7 Ekim sonrasında İsrail'in sistematik ve organize biçimde icra ettiği soykırım politikaları, tedrici bir biçimde yükselen İsrail karşıtlığına yol açtı. İsrail lobisi eliyle, milyarlarca dolarlık bir bütçe marifetiyle hem konvansiyonel hem de dijital medya üzerinden uygulanan sansür mekanizmasının yetersiz kaldığı bu süreç, sadece İsrail karşıtlığı ve izolasyonda değil, İsrail'e müzahir olmayı ya da onu desteklemeyi de sorunlu bir şey haline getirdi. Son günlerde siyaset sahnesinde, İsrail'e müzahir olmanın maliyet ürettiği ve seçmen nezdinde ciddi bir antipatiye neden olduğu açık biçimde görülmektedir.
Hollanda seçimleri, New York Belediyesi'ndeki mücadele ve ABD'de AIPAC'ın siyasetteki etkisinin azalması gibi somut göstergeler, İsrail'e destek vermenin ne denli maliyetli olduğunu gösteren örnekler.
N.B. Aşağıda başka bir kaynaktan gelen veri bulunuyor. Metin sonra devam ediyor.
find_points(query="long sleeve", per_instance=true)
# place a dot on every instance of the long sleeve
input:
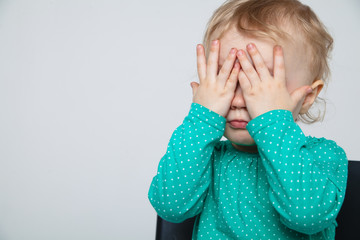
(307, 177)
(184, 173)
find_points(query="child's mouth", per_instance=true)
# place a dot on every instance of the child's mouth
(238, 124)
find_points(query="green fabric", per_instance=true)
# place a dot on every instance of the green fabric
(292, 189)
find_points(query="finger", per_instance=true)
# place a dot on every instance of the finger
(213, 60)
(227, 67)
(279, 64)
(248, 68)
(194, 86)
(201, 62)
(258, 61)
(245, 84)
(233, 79)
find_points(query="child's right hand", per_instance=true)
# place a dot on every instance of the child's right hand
(215, 91)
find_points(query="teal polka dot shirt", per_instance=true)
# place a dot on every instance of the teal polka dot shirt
(293, 188)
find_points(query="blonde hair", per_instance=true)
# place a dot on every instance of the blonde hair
(266, 18)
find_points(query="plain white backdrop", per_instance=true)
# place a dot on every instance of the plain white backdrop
(90, 93)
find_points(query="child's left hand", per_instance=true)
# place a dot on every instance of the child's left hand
(262, 91)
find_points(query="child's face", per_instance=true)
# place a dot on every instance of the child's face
(297, 75)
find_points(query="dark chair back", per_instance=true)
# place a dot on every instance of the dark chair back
(348, 218)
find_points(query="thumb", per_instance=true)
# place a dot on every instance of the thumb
(194, 86)
(301, 93)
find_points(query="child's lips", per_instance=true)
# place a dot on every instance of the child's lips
(238, 124)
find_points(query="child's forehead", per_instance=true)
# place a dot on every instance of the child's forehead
(232, 38)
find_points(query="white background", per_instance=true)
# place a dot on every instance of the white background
(90, 92)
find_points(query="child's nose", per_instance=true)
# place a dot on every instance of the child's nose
(238, 100)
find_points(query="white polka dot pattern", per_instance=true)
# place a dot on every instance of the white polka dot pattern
(292, 189)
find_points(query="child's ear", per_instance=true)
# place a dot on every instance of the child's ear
(317, 86)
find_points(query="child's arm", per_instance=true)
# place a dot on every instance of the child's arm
(307, 177)
(178, 190)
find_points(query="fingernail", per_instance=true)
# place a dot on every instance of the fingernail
(250, 46)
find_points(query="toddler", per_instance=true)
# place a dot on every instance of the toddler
(265, 64)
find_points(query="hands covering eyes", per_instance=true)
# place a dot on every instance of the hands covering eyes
(262, 91)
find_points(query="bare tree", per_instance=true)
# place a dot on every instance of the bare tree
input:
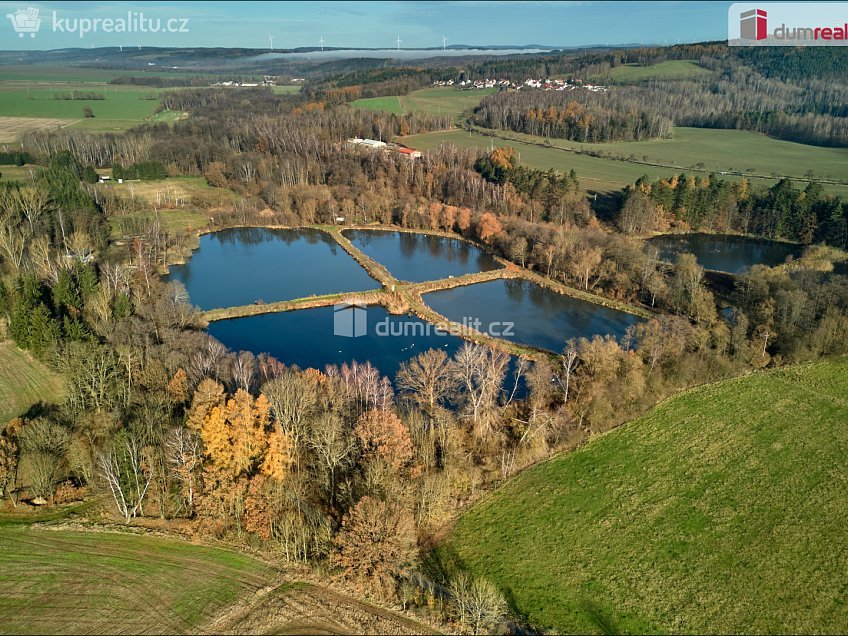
(479, 373)
(122, 467)
(333, 445)
(477, 603)
(244, 370)
(184, 453)
(427, 378)
(569, 364)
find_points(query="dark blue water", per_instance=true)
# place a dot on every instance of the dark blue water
(419, 257)
(725, 253)
(240, 266)
(541, 318)
(306, 337)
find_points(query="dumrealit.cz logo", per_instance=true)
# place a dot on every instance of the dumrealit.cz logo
(27, 21)
(788, 24)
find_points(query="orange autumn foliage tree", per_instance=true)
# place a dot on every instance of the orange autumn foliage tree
(234, 433)
(178, 387)
(382, 435)
(376, 544)
(207, 396)
(488, 227)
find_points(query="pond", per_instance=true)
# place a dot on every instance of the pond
(420, 257)
(725, 253)
(307, 337)
(541, 317)
(243, 265)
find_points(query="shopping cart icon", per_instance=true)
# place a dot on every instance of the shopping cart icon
(25, 21)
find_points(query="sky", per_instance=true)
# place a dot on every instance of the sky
(369, 24)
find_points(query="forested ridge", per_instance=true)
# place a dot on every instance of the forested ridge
(341, 466)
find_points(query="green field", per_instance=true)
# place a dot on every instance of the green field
(439, 100)
(717, 150)
(77, 74)
(19, 173)
(673, 69)
(121, 103)
(722, 510)
(292, 89)
(99, 582)
(387, 104)
(603, 174)
(23, 382)
(85, 579)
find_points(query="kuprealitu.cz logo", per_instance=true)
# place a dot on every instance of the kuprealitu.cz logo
(29, 22)
(788, 24)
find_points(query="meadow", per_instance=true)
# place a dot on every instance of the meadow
(121, 106)
(23, 382)
(100, 582)
(670, 70)
(438, 100)
(602, 174)
(720, 511)
(58, 577)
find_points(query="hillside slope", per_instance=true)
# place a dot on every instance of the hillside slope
(722, 510)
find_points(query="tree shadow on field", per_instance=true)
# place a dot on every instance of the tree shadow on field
(599, 617)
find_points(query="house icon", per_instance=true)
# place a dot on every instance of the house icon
(25, 21)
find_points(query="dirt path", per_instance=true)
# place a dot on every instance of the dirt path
(304, 608)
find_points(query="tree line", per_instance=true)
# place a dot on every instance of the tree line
(781, 211)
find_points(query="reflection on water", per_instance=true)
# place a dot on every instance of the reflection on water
(243, 265)
(541, 318)
(725, 253)
(420, 257)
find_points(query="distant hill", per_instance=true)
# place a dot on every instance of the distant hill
(722, 510)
Hollanda'da erken seçim yapılmasına neden olan krizin başlangıcı, hatırlayacak olursak İsrail'i sınırlandırma ve yaptırımlar konusunda koalisyonda çıkan anlaşmazlıktı. Üç partinin koalisyonla yönettiği krizin arka planında, İsrail'e yönelik yaptırım tekliflerinin engellenmesi yatmaktaydı. Dönemin Dışişleri Bakanı Caspar Veldkamp ve sekiz bakanın istifası sonrası oluşan krizin etkileri, erken seçim sonuçlarına da yansıdı. Aşırı sağın ivme kaybettiği seçimlerde doğrudan İsrail faktörü söz konusu olmasa da dolaylı biçimde siyaset mekanizmasının işleyişine etki etmiştir. Özellikle Filistin'in tanınması noktasında belirgin bir farkındalık yaratan bu durum, siyasi partilerin tanıma noktasındaki adımlarını daha özgür bir biçimde atabileceği bir ortam tesis etmiştir.
İsrail ile ilgili tartışmaların siyasete etkisi bakımından en fazla gündeme gelen konulardan biri de New York seçimleri. Hiç kuşkusuz bir belediye seçimi olsa da Demokrat aday Mamdani ve onun etrafında tartışılan temalara bakıldığında, İsrail'in bu tartışmalarda baskın bir tema olduğu görülmektedir. Türkiye'de konvansiyonel medyada kendisine çok yer bulmayan bu seçim ve özellikle Mamdani kimliği üzerine sosyal medyada hatırı sayılır düzeyde bir içerik söz konusu.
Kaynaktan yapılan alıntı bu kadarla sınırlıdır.